I frequently have churches ask me what colors I would choose for lighting if I had to pick only a few. Generally, I get asked this from churches who have only white light and are ready to spend a few dollars to add some gel and bring some color mood into the room. So, if you're wondering how to take the first step to adding color, here are my suggestions:
Good Friday Passion, blood, sacrament, love, and even a metaphor for sin.
I'll pick on Rosco for a bit. In their standard gel color list, they only offer about four shades of RED. Gam and Lee, on the other hand, have a lot more shades. If you're using Rosco, I like Rosco 26 (R26), but it can sometimes be the tiniest bit pink when used with something like a 1000w PAR64.
Christmas Night Calm, serenity, peacefulness, and in some contests, cold, solitude.

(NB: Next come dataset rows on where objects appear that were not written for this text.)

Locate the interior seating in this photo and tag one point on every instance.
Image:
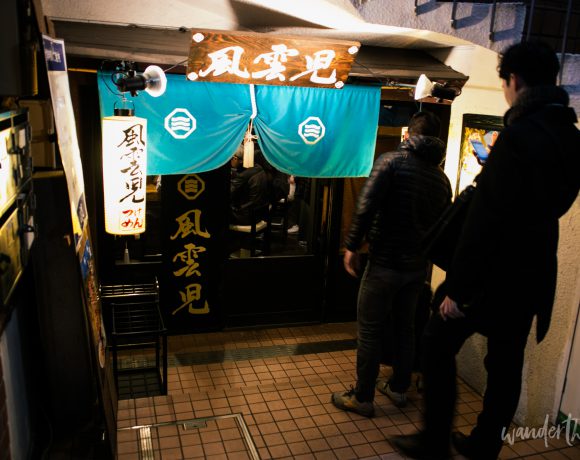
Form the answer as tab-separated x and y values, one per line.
257	234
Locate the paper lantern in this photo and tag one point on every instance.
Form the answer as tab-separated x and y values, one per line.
124	174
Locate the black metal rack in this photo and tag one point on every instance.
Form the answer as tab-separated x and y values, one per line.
137	324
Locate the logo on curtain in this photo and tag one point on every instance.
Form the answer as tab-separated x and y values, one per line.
311	130
180	123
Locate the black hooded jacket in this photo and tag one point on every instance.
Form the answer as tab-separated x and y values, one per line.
402	198
505	263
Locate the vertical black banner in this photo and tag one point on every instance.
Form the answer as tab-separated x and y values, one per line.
194	216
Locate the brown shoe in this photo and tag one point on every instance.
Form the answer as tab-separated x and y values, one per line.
347	401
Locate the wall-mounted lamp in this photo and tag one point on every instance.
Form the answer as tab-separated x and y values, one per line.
153	81
426	88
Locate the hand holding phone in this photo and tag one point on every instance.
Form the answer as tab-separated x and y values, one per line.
480	150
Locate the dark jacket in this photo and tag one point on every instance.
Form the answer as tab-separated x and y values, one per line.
404	195
248	191
505	263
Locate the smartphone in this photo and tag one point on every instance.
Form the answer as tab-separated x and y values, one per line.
479	149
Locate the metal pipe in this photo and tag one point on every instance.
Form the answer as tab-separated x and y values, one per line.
565	41
453	11
492	22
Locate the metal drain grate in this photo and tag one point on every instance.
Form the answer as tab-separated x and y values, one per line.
148	435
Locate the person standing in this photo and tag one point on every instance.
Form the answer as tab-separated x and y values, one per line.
504	268
405	194
249	189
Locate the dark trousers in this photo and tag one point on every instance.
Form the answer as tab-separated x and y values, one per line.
442	340
386	294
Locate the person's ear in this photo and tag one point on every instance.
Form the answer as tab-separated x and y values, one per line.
517	82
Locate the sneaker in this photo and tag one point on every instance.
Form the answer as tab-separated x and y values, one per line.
399	399
347	401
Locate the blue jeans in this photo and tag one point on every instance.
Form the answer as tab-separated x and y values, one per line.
386	295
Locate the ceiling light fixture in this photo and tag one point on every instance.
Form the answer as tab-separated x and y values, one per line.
153	81
426	88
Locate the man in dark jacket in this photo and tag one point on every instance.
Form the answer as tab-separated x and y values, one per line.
404	195
249	190
504	268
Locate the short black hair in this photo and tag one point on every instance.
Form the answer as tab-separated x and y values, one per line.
535	62
425	123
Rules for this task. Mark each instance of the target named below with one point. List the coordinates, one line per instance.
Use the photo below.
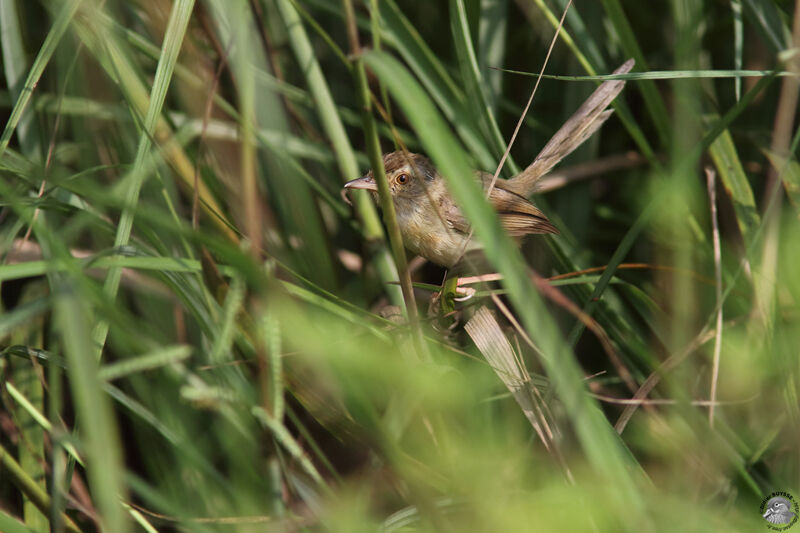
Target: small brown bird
(431, 223)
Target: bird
(431, 223)
(779, 511)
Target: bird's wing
(580, 126)
(518, 216)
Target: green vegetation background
(159, 373)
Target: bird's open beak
(366, 183)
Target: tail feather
(580, 126)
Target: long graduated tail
(580, 126)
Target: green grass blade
(60, 26)
(600, 444)
(173, 37)
(652, 98)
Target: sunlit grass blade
(600, 444)
(60, 26)
(736, 184)
(173, 37)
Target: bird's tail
(580, 126)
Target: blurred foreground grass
(199, 334)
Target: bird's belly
(435, 242)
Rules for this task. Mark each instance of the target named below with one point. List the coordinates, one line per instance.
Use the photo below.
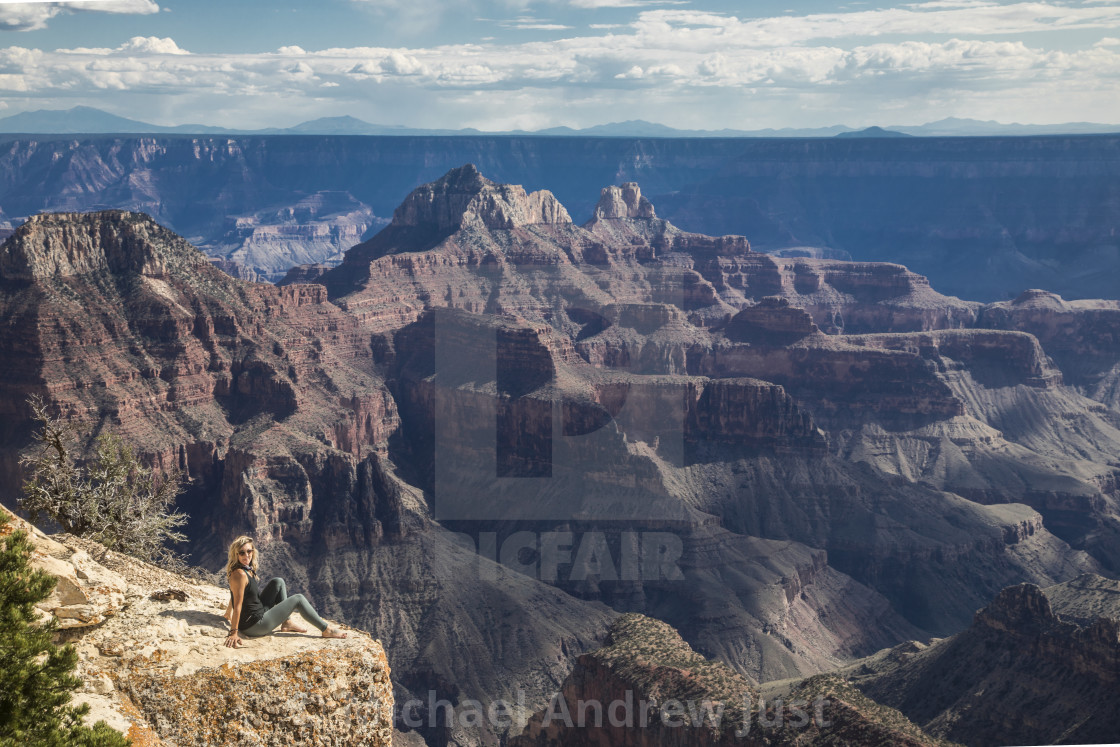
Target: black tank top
(251, 607)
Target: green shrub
(37, 677)
(114, 500)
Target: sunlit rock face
(826, 457)
(982, 217)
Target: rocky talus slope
(1037, 666)
(154, 664)
(647, 687)
(981, 217)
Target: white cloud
(709, 67)
(33, 16)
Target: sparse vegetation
(114, 500)
(36, 677)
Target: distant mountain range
(87, 120)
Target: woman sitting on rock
(258, 612)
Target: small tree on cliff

Contrary to "reds" in gel-world, these are about a million shades and hues of blue, which I like because I'm a huge fan of using blues because there are lots of subtle emotions within the color blue itself. I like a deep saturated blue normally, but a cyan can be a little more fun while a pale blue can be cold and brittle. I like R83 for a rich blue, but it's so dark that light just gets sucked up resulting in very little light output even from a 1000 watt PAR. I recommend using dichroic glass for at least any blue colors you use, like Rosco's Permacolor, and use R80. The glass won't burn through and you'll get a VERY significant increase in light output from your light fixture when using this.
Easter Morning Joyful, fun, celebration.
To be more precise, amber/yellow. I tend to use yellow for Easter, and amber for a candlelight mood in the room. Usually you can get both from a light/medium amber though; run the light at 100% for more "yellow" and dim the light for more of an "amber" color. I like R16 for a light amber and R321 for a medium amber.

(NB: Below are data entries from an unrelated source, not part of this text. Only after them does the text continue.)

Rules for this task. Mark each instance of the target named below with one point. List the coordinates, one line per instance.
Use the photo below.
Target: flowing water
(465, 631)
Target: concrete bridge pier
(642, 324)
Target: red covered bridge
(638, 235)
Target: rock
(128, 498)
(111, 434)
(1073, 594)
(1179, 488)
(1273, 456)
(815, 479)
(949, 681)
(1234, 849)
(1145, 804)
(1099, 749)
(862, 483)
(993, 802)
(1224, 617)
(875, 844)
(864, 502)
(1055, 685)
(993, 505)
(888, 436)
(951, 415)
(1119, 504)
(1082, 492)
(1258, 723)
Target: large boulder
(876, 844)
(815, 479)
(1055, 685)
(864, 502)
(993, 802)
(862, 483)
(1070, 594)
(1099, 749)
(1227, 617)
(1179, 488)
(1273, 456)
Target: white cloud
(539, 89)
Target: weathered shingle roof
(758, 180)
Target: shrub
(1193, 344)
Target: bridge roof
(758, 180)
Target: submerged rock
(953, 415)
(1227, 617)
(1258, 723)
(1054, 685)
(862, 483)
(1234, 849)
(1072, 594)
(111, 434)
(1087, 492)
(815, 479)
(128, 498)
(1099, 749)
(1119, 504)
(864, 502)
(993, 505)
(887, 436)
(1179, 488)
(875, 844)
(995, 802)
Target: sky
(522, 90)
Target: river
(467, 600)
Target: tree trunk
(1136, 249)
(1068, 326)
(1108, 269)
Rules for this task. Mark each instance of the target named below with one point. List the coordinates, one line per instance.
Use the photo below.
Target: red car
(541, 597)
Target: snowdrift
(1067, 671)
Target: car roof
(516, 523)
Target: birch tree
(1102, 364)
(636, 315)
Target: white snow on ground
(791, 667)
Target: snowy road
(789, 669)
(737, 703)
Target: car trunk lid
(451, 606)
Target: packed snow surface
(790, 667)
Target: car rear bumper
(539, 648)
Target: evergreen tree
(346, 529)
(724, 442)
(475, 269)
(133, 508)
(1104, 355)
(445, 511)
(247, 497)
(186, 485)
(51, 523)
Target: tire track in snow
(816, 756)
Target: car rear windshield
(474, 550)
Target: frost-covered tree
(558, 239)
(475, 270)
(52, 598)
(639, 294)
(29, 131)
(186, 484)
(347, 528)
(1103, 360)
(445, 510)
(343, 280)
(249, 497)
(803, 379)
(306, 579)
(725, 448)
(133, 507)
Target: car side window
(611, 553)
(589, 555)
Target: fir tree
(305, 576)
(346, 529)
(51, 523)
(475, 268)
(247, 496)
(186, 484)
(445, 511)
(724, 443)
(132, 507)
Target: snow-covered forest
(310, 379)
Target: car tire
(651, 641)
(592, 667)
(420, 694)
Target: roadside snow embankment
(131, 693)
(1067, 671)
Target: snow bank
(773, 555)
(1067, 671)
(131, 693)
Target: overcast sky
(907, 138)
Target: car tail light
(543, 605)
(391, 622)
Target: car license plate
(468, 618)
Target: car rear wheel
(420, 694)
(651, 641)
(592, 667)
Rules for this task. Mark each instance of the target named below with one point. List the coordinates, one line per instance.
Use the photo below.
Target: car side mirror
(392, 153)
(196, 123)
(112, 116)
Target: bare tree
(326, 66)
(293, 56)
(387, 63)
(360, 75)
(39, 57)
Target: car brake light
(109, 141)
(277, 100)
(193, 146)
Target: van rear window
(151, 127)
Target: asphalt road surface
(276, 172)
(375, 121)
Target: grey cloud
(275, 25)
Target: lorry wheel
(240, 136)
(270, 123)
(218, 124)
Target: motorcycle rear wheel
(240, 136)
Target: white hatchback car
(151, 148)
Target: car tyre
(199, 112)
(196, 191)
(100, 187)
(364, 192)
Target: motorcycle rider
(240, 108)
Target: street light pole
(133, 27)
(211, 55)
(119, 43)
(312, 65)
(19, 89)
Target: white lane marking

Also with these three colors, you get purple/magenta (blue+red) and a deep orange (red+amber). I love using blue and orange for a sunset look; and again, you've only sued three colors.

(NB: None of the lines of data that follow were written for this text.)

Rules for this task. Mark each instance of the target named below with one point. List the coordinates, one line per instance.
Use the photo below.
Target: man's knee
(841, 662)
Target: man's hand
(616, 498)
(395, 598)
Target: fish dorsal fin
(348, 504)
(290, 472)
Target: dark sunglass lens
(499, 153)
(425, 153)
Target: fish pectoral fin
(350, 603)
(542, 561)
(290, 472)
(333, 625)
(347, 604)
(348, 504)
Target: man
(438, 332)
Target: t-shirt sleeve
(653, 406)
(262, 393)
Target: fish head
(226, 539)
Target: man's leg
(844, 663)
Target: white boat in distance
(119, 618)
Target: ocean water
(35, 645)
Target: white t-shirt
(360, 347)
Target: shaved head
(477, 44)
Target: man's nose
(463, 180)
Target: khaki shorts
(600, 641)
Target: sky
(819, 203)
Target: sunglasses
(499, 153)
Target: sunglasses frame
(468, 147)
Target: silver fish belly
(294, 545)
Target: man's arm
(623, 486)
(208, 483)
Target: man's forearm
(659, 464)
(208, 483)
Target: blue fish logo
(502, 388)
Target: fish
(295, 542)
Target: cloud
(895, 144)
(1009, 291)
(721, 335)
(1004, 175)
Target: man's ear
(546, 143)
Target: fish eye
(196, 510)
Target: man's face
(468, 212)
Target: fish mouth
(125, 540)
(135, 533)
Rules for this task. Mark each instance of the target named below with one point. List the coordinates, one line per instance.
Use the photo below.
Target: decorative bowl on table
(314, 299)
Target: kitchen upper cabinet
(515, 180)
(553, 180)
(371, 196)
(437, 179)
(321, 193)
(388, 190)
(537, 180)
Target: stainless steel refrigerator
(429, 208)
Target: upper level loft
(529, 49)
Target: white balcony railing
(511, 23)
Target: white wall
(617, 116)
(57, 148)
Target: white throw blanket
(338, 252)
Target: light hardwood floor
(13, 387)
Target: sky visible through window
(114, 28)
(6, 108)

You can use all gel if you want, but I highly recommend using the dichroic glass for the blue color - you just need to tell your lighting company (Barbizon...Norcostco) what fixture you're using it in, and be sure to get the safety grid if you're putting the glass out in front of the fixture. (For a PAR64 example, you have to have the glass out in front. But, for a ETC Source 4 leko, you can get a smaller-sized glass that fits in the gobo slot, which is safer to me having the glass inside the housing.)